Selon l’article 4 de ce règlement, intitulé «Égalité de traitement»:

«À moins que le présent règlement n’en dispose autrement, les personnes auxquelles le présent règlement s’applique bénéficient des mêmes prestations et sont soumises aux mêmes obligations, en vertu de la législation de tout État membre, que les ressortissants de celui-ci.»

13.

Le chapitre 9 du titre III du règlement no 883/2004 est consacré aux «[p]restations spéciales en espèces à caractère non contributif». Il est constitué du seul article 70, lequel est intitulé «Dispositions générales» et prévoit:

«1. Le présent article s’applique aux prestations spéciales en espèces à caractère non contributif relevant d’une législation qui, de par son champ d’application personnel, ses objectifs et/ou ses conditions d’éligibilité, possède les caractéristiques à la fois de la législation en matière de sécurité sociale visée à l’article 3, paragraphe 1, et d’une assistance sociale.

2. Aux fins du présent chapitre, on entend par ‘prestations spéciales en espèces à caractère non contributif’ les prestations:

a)

qui sont destinées:

i)

soit à couvrir à titre complémentaire, subsidiaire ou de remplacement, les risques correspondant aux branches de sécurité sociale visées à l’article 3, paragraphe 1, et à garantir aux intéressés un revenu minimal de subsistance eu égard à l’environnement économique et social dans l’État membre concerné;

ii)

soit uniquement à assurer la protection spécifique des personnes handicapées, étroitement liées à l’environnement social de ces personnes dans l’État membre concerné,

et

b)

qui sont financées exclusivement par des contributions fiscales obligatoires destinées à couvrir des dépenses publiques générales et dont les conditions d’attribution et modalités de calcul ne sont pas fonction d’une quelconque contribution pour ce qui concerne leurs bénéficiaires. Les prestations versées à titre de complément d’une prestation contributive ne sont toutefois pas considérées, pour ce seul motif, comme des prestations contributives,

et

c)

qui sont énumérées à l’annexe X.

3. L’article 7 et les autres chapitres du présent titre ne s’appliquent pas aux prestations visées au paragraphe 2 du présent article.

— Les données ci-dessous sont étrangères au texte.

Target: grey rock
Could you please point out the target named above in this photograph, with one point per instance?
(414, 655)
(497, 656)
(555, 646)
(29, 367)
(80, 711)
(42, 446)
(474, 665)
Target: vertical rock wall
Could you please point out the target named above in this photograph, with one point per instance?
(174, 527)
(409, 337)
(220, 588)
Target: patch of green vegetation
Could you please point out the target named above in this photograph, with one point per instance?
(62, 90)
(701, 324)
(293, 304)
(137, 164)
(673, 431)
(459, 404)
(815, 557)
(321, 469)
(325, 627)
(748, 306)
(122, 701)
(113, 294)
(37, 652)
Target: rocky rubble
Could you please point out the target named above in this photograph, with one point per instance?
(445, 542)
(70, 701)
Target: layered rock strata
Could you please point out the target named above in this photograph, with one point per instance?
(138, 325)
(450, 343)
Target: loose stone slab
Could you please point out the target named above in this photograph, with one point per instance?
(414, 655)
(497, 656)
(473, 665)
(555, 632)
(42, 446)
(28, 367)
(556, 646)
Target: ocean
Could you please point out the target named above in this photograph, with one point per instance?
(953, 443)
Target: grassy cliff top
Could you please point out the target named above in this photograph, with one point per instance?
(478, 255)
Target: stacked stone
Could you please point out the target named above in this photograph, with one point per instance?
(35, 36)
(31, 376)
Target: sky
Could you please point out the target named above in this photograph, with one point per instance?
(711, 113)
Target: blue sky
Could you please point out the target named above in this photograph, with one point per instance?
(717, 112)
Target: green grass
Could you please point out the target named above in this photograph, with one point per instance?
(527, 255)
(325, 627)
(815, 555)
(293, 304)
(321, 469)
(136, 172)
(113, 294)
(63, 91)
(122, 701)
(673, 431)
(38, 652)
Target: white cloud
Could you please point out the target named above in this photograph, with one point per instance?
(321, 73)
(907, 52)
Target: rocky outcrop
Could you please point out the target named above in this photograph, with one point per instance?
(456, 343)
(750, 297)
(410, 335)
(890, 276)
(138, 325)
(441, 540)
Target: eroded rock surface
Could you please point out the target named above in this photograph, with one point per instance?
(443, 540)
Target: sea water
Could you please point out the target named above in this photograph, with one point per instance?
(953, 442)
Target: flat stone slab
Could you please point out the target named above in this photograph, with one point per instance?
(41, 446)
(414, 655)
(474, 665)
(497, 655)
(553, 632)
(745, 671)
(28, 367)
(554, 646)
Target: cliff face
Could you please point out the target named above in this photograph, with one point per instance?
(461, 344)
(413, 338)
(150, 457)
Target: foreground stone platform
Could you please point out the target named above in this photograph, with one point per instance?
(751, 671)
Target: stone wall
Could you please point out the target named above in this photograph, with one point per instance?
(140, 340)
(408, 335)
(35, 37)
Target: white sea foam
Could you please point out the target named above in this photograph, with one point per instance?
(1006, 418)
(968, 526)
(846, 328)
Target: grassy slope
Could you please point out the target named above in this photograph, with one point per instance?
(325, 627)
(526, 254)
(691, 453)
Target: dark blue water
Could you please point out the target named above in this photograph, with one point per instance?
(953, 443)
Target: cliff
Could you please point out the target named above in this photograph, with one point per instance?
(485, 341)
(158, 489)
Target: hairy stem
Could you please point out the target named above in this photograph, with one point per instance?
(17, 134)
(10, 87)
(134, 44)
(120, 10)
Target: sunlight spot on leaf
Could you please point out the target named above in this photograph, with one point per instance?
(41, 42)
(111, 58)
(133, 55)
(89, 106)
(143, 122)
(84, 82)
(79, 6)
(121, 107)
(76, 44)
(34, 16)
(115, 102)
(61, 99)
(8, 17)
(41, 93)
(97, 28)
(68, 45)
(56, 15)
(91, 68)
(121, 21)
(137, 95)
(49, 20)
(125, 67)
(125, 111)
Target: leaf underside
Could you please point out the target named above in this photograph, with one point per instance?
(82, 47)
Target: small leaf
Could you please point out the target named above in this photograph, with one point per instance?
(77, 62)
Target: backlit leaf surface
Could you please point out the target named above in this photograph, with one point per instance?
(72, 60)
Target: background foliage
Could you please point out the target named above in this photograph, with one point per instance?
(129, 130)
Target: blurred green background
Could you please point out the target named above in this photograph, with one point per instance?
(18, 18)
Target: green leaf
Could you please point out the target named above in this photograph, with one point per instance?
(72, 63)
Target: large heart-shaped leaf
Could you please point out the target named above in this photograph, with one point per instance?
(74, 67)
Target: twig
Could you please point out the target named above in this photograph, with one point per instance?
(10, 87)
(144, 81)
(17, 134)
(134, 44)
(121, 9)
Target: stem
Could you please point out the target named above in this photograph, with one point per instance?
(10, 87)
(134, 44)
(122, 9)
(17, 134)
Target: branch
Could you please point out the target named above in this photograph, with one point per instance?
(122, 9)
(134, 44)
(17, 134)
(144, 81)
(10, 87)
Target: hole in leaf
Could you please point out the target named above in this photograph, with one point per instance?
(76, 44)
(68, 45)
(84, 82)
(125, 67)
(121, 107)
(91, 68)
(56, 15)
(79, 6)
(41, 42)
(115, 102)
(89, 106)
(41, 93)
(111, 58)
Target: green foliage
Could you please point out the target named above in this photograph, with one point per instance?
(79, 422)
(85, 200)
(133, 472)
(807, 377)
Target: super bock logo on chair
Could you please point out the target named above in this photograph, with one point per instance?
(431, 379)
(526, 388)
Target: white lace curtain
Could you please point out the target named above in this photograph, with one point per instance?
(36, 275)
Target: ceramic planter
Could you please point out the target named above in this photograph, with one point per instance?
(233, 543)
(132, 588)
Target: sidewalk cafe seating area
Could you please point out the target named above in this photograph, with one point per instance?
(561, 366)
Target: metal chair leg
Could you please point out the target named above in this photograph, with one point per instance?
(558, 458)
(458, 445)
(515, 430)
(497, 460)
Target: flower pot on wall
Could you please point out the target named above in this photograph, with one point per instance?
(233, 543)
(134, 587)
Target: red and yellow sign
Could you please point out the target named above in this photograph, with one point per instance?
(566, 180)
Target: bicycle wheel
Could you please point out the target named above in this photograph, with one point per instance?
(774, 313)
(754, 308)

4. Les prestations visées au paragraphe 2 sont octroyées exclusivement dans l’État membre dans lequel l’intéressé réside et conformément à sa législation. Ces prestations sont servies par l’institution du lieu de résidence et à sa charge.»

14.

L’annexe X du règlement no 883/2004, régissant les «[p]restations spéciales en espèces à caractère non contributif», contient, sous la rubrique «Allemagne», la précision suivante:

«[...]

b)

Les prestations visant à garantir des moyens d’existence au titre de l’assurance de base pour les demandeurs d’emploi, sauf si, en ce qui concerne ces prestations, les conditions d’obtention d’un complément temporaire à la suite de la perception d’une prestation de chômage (article 24, paragraphe 1, du livre II du code social) sont remplies.»

3. La directive 2004/38

15.

Les considérants 10, 16 et 21 de la directive 2004/38 prévoient ce qui suit:

«(10)

Il convient cependant d’éviter que les personnes exerçant leur droit de séjour ne deviennent une charge déraisonnable pour le système d’assistance sociale de l’État membre d’accueil pendant une première période de séjour. L’exercice du droit de séjour des citoyens de l’Union et des membres de leur famille, pour des périodes supérieures à trois mois, devrait, dès lors, rester soumis à certaines conditions.

[...]

(16)

Les bénéficiaires du droit de séjour ne devraient pas faire l’objet de mesures d’éloignement aussi longtemps qu’ils ne deviennent pas une charge déraisonnable pour le système d’assistance sociale de l’État membre d’accueil. En conséquence, une mesure d’éloignement ne peut pas être la conséquence automatique du recours à l’assistance sociale. L’État membre d’accueil devrait examiner si, dans ce cas, il s’agit de difficultés d’ordre temporaire et prendre en compte la durée du séjour, la situation personnelle et le montant de l’aide...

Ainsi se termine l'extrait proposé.